Experts stationed at the IAEA’s office on the site of the Fukushima Daiichi NPP took samples after the treated water was diluted with seawater in the discharge facilities. The IAEA’s independent on-site analysis confirmed that the tritium concentration is far below the operational limit of 1500 becquerels per litre.

The corroboration of data will be also conducted in the fifth batch using interlaboratory comparisons involving both IAEA laboratories as well as independent third-party laboratories from China, South Korea, Switzerland and the US – all of which are members of the network of Analytical Laboratories for the Measurement of Environmental Radioactivity (ALMERA).
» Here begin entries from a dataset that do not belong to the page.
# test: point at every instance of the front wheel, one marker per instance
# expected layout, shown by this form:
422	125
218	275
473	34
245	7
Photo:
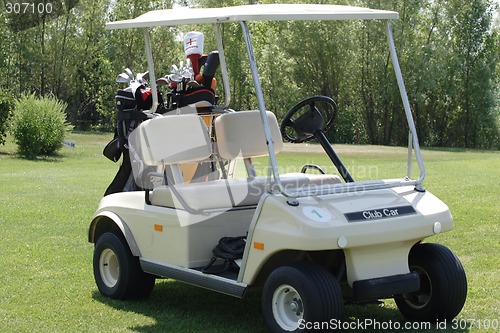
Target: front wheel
295	298
117	272
443	284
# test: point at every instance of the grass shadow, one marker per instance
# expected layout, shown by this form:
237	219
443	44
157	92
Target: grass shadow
178	307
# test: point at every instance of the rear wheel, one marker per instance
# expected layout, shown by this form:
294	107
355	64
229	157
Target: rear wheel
296	297
443	285
117	272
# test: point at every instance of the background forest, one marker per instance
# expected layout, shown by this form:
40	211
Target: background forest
448	52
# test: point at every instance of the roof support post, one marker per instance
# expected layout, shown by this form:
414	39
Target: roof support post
406	104
273	164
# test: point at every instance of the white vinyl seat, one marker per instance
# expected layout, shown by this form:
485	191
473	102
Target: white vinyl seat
239	135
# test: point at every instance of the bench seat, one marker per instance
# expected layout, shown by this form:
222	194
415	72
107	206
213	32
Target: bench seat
227	193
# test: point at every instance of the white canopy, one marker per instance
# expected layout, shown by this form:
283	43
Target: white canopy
268	12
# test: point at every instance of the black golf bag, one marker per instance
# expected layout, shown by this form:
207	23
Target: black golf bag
130	103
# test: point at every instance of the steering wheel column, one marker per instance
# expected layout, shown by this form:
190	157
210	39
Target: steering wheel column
313	122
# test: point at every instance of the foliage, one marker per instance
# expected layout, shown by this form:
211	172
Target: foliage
46	267
6	105
448	53
38	125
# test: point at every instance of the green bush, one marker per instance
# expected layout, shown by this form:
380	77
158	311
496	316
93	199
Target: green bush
38	125
6	105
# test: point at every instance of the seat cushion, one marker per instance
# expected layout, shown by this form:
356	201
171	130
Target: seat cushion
227	193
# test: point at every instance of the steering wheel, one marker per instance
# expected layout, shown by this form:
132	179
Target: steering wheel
307	117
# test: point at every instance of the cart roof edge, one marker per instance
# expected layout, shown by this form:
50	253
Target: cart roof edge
265	12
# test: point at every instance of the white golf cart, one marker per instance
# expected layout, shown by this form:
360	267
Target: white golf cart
312	241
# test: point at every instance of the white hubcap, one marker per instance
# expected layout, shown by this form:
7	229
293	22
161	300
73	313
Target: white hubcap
287	307
109	268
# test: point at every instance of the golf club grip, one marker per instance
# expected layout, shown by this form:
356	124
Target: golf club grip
210	67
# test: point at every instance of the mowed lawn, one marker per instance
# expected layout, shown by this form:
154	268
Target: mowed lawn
46	279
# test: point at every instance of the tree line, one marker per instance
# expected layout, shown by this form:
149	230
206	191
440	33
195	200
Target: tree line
448	52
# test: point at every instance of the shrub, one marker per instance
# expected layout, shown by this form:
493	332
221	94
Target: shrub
6	105
38	125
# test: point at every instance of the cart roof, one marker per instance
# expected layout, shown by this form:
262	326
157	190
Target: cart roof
267	12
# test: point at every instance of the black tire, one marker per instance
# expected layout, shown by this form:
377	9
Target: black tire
117	272
299	294
443	285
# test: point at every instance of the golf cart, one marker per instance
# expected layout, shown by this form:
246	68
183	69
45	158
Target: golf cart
309	241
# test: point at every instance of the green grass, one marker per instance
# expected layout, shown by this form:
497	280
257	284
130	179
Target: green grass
46	279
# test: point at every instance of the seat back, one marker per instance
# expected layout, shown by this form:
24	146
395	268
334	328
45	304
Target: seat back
168	141
175	139
241	134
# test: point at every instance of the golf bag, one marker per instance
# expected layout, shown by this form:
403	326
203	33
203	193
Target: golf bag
130	103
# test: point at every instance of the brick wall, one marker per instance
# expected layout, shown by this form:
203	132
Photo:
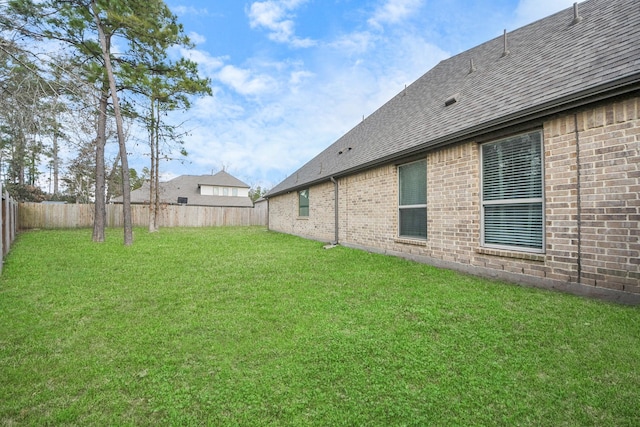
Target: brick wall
606	164
609	192
319	225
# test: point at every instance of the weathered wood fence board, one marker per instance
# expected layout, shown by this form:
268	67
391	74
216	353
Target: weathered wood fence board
41	215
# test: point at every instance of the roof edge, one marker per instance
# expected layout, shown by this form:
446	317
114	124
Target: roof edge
579	99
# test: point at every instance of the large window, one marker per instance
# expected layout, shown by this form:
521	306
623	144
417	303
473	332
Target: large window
512	193
303	202
412	206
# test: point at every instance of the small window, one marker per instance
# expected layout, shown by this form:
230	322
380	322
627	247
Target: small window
303	202
512	193
412	206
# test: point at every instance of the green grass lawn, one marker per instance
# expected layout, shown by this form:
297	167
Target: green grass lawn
241	326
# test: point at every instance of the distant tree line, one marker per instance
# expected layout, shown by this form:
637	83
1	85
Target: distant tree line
76	75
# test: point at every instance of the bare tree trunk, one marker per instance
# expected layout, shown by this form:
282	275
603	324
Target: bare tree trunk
99	221
126	187
153	193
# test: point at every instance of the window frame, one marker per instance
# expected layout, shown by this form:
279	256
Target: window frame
301	206
412	206
513	201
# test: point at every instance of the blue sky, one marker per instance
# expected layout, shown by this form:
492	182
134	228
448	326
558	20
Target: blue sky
290	77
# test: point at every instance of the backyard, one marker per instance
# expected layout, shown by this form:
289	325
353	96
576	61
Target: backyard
242	326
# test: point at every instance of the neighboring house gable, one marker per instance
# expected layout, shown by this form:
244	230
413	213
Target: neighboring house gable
221	189
521	163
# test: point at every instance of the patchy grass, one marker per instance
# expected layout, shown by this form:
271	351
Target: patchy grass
240	326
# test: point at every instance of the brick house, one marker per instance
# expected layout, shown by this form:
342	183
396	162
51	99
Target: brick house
517	159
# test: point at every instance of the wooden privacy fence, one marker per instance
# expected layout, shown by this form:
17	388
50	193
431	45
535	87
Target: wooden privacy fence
43	215
9	214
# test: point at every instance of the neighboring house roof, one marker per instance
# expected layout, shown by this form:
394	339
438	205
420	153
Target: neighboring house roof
189	186
550	65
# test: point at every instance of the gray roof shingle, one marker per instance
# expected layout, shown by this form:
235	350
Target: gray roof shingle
552	64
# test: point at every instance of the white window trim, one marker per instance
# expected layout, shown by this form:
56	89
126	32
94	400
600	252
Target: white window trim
400	207
514	201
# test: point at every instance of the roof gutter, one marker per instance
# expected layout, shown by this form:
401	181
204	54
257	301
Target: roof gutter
336	216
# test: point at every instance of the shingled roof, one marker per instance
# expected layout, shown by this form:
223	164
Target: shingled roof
551	65
189	186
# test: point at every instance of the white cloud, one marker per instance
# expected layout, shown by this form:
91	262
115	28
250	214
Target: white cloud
354	43
394	11
189	10
276	17
197	38
529	11
245	82
209	65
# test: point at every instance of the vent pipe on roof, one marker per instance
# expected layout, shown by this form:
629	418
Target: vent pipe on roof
506	50
576	15
472	66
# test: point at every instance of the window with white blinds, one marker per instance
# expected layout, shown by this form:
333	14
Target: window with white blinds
412	203
303	202
512	193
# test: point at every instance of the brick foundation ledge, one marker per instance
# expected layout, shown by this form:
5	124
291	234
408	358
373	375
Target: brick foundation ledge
574	288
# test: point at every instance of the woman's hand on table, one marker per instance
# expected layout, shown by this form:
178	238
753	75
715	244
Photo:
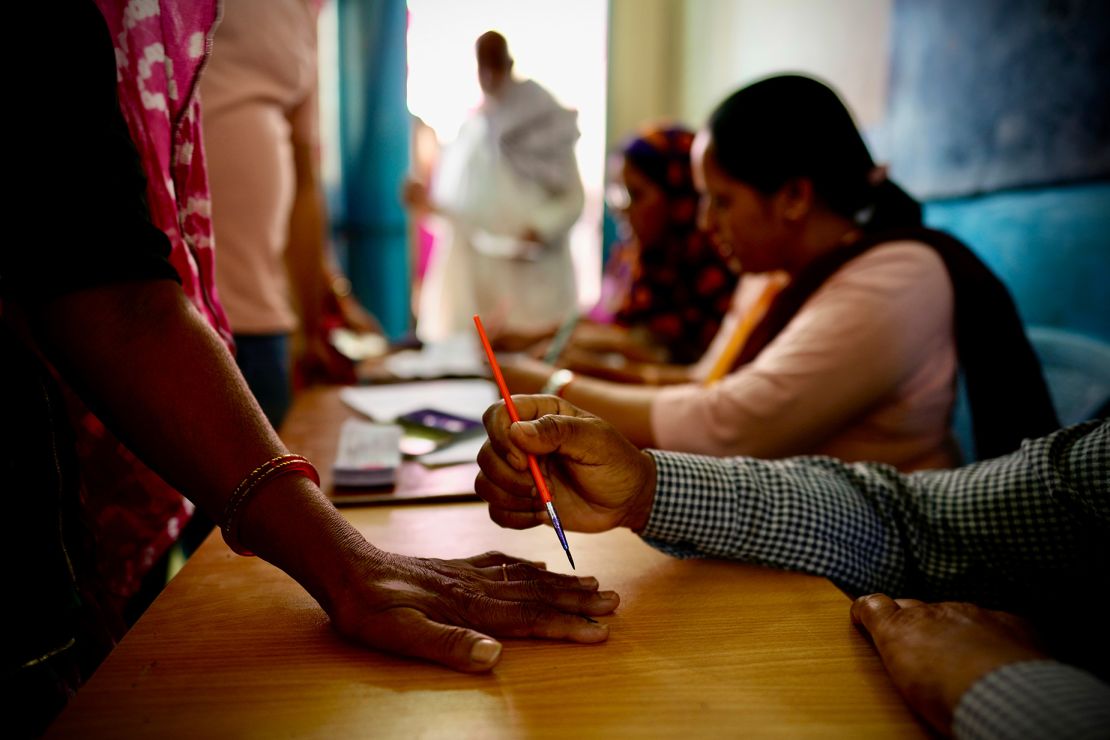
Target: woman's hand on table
450	611
598	479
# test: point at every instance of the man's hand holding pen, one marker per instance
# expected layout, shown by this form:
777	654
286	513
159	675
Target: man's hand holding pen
599	480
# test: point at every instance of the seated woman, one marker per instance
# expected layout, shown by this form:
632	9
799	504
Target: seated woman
666	286
666	281
857	356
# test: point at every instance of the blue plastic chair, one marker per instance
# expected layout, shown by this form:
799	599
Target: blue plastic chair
1077	370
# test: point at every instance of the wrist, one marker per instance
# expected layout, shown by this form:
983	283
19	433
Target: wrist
639	512
557	382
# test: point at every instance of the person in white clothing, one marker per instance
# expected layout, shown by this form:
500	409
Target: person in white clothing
506	193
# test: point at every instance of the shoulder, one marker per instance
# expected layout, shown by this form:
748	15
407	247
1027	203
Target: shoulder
892	266
896	283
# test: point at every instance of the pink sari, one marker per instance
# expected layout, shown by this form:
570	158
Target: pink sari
160	51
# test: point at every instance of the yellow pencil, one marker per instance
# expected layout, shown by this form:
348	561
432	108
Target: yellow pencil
755	314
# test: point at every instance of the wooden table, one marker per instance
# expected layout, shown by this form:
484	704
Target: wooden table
233	648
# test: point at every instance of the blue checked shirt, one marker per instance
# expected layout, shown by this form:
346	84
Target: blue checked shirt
1022	533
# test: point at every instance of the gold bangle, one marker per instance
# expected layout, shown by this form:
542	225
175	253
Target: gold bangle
272	468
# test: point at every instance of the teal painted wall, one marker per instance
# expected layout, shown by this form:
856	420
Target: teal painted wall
1050	246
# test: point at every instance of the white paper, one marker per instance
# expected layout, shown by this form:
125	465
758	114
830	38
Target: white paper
464	450
367	453
386	402
458	356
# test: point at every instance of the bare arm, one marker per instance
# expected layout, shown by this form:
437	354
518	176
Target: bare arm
170	389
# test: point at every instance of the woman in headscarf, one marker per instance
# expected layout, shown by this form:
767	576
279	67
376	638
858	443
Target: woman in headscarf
857	356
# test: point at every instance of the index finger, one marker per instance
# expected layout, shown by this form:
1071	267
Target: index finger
871	611
528	407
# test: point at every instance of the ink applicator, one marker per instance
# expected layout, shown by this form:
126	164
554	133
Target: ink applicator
545	495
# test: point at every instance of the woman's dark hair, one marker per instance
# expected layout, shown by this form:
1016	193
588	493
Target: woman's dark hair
788	127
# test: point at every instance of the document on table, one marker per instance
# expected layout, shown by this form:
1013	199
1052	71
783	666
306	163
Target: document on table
463	397
456	356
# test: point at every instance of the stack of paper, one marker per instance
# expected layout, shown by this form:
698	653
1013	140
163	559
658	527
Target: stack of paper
369	454
456	356
468	398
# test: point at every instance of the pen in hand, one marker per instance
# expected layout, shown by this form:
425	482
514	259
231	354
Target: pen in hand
533	465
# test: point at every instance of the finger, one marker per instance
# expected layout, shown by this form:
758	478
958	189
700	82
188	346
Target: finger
510	618
524	573
493	558
508	469
410	632
572	599
497	497
496	422
908	604
572	436
517	519
531	407
871	611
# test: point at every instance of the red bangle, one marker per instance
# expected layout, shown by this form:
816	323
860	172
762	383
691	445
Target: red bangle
272	468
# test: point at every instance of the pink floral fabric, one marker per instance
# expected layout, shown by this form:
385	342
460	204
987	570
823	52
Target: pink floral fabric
160	50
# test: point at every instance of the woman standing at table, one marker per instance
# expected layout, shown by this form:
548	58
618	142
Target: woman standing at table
114	293
857	356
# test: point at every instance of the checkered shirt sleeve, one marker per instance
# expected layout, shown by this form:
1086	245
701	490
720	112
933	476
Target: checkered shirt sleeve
1016	533
991	533
1031	700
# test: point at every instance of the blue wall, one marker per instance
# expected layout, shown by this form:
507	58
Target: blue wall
1050	246
374	134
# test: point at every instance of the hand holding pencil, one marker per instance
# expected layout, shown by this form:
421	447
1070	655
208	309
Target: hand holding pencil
599	479
533	465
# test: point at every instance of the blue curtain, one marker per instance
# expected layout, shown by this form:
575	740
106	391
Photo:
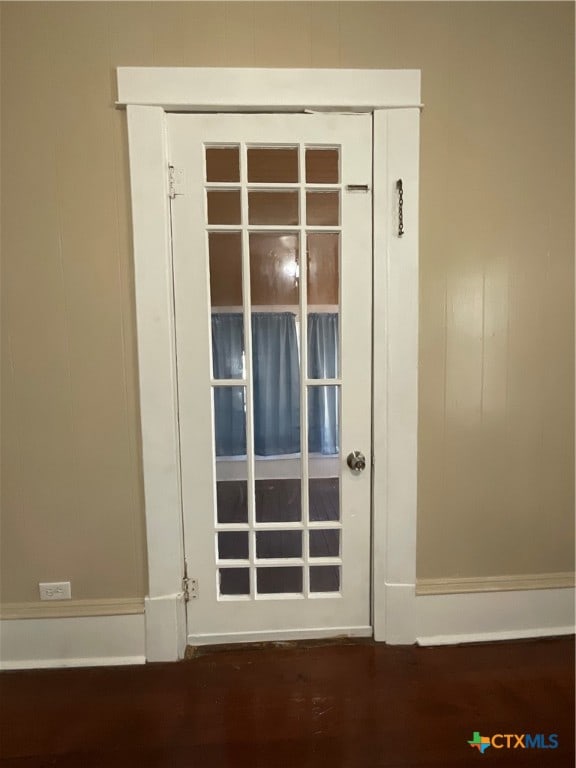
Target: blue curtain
276	384
323	401
229	402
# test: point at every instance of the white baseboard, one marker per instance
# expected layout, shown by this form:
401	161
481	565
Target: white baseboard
279	635
450	586
83	641
486	616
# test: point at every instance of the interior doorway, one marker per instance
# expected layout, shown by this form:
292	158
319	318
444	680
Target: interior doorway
272	253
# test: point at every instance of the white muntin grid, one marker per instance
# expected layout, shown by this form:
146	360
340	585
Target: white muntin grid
252	527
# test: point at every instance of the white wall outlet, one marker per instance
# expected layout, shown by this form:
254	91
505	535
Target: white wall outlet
55	590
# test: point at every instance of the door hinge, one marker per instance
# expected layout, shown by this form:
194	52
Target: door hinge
357	188
189	586
175	181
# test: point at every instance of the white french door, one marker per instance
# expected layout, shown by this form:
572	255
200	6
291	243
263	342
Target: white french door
272	253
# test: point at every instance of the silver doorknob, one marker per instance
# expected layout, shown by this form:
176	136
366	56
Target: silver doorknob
356	461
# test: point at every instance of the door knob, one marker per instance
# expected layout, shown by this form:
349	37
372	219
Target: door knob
356	461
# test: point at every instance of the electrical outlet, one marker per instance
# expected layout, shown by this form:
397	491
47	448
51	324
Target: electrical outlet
55	590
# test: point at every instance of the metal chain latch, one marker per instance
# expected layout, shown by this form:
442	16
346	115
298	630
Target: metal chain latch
400	207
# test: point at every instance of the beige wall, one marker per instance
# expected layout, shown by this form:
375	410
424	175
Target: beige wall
496	455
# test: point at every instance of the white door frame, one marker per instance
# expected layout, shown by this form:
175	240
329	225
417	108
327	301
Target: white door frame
393	97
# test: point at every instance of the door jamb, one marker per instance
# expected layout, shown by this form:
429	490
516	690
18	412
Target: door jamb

Contaminated water, used to cool the melted reactor cores in the aftermath of the 2011 nuclear disaster at Fukushima, is stored in around 1,000 huge tanks at the plant containing more than 1.3m tonnes and total storage capacity has been reached. The contaminated cooling water and groundwater is treated by the Advanced Liquid Processing System (ALPS), which removes most of the radioactive contamination, with the exception of tritium. The treated water is then stored in tanks before being diluted so that tritium levels fall below national regulations before it is released through an undersea tunnel into the Pacific Ocean.

Japan is discharging the ALPS treated water in batches. The first discharge began in August 2023. The previous four batches – a total of 31,145 cubic metres of water – were also confirmed by the IAEA to have contained tritium concentrations far below operational limits.

Tepco said the latest release, followed safety measures and was closely monitoring by Tepco and the Japanese government, in alignment with international safety standards. It “is part of a comprehensive plan aimed at managing the contaminated water accumulated at the Fukushima Daiichi since the devastating earthquake-triggered tsunami that resulted in a nuclear accident”. Tepco noted that in fiscal year 2023 it had “successfully executed four rounds of the release programme, totalling approximately 31,200 tonnes of treated water” with “plans to discharge a total of 54,600 tonnes in seven rounds during fiscal year 2024”.

The IAEA Task Force conducting the safety review of Japan’s release of the ALPS treated water will reconvene shortly and conduct its second mission to Japan since the start of the water discharges. It is the next in a series of missions that began in 2021 and will continue throughout the IAEA’s safety review of the discharges. IAEA Director General Rafael Mariano Grossi visited Japan in March, as part of his ongoing commitment to monitor the discharge of treated water.

The IAEA’s comprehensive report issued in July 2023 found Japan’s plan for handling the treated water to be consistent with international safety standards and that the release as planned would have a negligible radiological impact to people and the environment. All reports on sampling, independent analysis, data evaluation, as well as timeline, are available on the IAEA website.